I cannot comment DynamicTablesPkg. It is a new pkg I am not involved before. After a quick look, I think it also does more than dump, than main function is https://github.com/tianocore/edk2/blob/master/DynamicTablesPkg/Library/Common/TableHelperLib/TableHelper.c.
I am not yet convinced a dedicated lib to dump something is a clean architecture, based on the fact that we already have debug architecture and report_status architecture. If there is any feature request those architecture cannot satisfy, we should enhance the architecture to support broader use case.
@jyao1 I clearly have not convinced you :)
I don't want to spend more cycles here, so I will:
- Drop the library and add a DEBUG_TPM bit in PcdDebugErrorLevel
- Move all of the code added to the lib to log at DEBUG_TPM level and be wrapped in DEBUG_CODE()
I believe this aligns with what you want, please let me know if this is acceptable.
Drop the library and add a DEBUG_TPM bit in PcdDebugErrorLevel Move all of the code added to the lib to log at DEBUG_TPM level and be wrapped in DEBUG_CODE()
Yes. I think that is OK. If you want to move the debug code to a standalone file understand same dir, it is also fine. That will only change INF file in the package. No other platform change is required. If you want to use REPORT_STATUS_CODE_WITH_EXTENDED_DATA as a hook to dump more information, that is also fine.
⚠ WARNING: Cannot add some reviewers: A user specified as a reviewer for this PR is not a collaborator of the repository. Please add them as a collaborator to the repository so they can be requested in the future.
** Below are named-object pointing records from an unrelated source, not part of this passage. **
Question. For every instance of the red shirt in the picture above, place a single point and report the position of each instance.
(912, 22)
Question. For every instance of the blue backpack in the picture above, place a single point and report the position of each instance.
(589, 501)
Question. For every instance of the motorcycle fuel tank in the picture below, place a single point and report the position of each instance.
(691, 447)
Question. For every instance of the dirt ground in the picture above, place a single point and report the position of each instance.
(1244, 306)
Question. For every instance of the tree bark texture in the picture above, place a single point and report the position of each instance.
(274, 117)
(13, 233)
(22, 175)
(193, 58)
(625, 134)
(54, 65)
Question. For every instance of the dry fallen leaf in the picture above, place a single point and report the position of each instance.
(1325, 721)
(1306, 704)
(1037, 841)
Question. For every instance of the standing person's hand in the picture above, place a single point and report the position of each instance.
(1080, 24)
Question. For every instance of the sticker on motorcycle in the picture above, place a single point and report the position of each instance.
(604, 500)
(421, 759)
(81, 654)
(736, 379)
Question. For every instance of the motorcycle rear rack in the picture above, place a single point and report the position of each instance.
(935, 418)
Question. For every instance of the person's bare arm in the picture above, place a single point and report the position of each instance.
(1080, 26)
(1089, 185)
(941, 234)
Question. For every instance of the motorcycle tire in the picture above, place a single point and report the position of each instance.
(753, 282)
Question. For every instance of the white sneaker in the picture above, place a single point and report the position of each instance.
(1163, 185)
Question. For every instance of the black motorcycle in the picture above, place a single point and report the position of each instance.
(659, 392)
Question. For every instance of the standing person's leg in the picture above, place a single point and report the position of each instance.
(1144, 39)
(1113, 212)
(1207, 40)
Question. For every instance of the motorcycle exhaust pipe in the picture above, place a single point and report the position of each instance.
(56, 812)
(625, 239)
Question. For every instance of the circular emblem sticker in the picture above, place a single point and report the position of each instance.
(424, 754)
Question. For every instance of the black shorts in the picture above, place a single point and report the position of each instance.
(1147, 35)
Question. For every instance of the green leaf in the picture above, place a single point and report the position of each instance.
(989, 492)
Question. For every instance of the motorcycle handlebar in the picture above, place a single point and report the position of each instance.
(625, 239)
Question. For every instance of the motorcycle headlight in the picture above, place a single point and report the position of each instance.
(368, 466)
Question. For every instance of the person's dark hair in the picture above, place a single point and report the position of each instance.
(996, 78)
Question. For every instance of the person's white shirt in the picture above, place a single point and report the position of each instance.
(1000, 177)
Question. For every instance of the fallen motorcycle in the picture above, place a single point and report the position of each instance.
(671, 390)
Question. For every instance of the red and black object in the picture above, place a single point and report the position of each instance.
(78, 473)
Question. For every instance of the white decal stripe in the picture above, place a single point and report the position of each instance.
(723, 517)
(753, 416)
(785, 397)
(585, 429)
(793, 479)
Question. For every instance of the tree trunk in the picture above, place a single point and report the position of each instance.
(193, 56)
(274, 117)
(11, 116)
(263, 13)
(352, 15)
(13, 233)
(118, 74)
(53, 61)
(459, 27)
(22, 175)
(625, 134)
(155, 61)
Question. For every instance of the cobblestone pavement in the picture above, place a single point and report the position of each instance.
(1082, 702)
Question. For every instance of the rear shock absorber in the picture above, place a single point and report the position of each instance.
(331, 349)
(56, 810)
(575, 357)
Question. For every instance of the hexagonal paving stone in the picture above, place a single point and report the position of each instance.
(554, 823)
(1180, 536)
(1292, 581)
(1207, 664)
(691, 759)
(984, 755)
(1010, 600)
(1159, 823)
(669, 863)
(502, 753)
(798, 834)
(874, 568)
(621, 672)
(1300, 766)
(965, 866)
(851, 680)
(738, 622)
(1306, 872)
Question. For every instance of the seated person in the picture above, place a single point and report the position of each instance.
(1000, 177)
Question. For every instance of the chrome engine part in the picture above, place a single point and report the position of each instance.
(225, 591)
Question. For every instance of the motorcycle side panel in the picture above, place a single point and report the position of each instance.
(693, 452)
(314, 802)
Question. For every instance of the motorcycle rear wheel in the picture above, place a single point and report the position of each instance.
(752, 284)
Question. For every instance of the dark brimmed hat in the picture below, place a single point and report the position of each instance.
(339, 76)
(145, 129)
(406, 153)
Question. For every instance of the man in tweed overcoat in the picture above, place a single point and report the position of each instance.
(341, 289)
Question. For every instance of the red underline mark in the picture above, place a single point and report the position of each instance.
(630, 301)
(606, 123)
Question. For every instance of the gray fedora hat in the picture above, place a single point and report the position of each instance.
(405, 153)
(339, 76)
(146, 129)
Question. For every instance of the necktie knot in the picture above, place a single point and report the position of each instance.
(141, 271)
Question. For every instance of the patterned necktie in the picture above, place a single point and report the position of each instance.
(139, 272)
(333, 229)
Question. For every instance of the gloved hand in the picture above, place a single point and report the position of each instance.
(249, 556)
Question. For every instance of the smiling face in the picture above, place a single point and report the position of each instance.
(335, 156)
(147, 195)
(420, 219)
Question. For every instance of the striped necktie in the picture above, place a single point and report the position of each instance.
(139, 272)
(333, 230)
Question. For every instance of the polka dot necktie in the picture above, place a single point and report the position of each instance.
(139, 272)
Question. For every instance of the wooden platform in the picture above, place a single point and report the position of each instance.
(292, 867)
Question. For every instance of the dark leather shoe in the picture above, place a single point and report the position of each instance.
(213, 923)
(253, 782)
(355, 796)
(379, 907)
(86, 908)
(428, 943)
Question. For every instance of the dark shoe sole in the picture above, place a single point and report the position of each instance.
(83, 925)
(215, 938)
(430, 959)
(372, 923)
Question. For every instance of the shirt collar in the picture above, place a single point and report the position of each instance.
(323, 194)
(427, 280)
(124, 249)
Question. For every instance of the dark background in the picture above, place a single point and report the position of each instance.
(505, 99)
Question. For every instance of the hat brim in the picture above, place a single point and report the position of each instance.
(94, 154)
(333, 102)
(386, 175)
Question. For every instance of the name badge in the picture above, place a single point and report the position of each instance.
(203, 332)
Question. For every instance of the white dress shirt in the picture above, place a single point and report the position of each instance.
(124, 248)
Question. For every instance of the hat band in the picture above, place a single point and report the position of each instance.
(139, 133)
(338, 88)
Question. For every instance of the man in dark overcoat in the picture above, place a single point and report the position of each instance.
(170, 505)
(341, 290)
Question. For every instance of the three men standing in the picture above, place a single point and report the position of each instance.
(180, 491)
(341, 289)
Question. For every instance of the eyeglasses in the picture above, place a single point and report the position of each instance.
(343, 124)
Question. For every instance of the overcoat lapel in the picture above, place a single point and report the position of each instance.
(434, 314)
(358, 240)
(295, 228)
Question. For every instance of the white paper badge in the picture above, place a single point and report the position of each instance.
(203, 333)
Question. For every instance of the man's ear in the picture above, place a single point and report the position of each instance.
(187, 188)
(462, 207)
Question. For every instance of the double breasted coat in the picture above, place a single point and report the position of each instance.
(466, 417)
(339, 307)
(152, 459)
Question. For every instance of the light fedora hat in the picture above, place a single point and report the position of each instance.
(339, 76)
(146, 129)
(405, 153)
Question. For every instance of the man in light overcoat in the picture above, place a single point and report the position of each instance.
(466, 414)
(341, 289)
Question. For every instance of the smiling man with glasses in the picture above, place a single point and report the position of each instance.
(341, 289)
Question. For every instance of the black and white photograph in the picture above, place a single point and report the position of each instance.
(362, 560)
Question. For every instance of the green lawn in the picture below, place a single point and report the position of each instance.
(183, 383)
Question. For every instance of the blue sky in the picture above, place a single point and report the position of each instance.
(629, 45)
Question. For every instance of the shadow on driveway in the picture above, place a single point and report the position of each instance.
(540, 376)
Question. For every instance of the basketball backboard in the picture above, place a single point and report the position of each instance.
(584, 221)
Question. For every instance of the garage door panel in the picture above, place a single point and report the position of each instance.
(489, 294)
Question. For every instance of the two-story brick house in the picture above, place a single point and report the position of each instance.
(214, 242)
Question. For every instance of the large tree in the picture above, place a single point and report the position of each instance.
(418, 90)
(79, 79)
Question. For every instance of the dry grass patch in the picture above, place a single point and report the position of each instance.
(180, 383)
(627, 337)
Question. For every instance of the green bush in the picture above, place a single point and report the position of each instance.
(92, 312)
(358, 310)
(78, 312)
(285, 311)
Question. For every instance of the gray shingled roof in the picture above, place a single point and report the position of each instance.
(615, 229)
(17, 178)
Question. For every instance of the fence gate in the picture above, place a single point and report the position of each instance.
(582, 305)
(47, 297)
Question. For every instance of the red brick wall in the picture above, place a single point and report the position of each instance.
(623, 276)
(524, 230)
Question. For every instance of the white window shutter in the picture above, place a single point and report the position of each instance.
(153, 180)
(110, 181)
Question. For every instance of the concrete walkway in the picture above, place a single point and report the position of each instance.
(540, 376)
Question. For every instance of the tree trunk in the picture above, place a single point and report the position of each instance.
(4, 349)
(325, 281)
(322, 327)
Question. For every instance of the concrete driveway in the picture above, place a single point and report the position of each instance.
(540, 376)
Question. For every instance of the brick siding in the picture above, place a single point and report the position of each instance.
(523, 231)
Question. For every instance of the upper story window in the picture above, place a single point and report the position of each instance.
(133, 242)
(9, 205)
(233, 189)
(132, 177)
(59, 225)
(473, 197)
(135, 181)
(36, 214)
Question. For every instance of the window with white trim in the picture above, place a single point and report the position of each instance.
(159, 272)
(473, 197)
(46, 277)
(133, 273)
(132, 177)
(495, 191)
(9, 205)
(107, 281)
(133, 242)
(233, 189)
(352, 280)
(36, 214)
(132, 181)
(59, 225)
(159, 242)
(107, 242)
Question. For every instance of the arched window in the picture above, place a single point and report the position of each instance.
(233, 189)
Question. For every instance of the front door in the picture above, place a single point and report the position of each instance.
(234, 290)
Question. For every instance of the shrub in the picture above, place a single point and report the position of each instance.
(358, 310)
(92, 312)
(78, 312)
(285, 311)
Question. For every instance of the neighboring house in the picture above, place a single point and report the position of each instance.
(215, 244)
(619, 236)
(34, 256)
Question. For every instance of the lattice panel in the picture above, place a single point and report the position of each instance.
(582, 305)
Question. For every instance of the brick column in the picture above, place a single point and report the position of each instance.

Non-collaborators requested:
- @osteffenrh
Attn Admins:
- @jljusten
- @ardbiesheuvel
- @lgao4
- @mdkinney
- @makubacki
- @jkmathews
- @miki-intel-work
Admin Instructions:
- Add the non-collaborators as collaborators to the appropriate team(s) listed in teams
- If they are no longer needed as reviewers, remove them from
Maintainers.txt
@jyao1 @rahul1-kumar I have updated this PR to move to DEBUG_TPM as discussed (and updated title/description), please re-review.
@mdkinney @lgao4 I have updated this PR to make changes to MdePkg to add the DEBUG_TPM bit as requested by @jyao1 . Please review.
@mdkinney @jyao1 @rahul1-kumar @lgao4 please review
@mdkinney @jyao1 @rahul1-kumar @lgao4 please review
The change in MdePkg is good to me.
@jyao1 @rahul1-kumar can you please review from the SecurityPkg side? MdePkg maintainers have approved the DEBUG_SECURITY bit.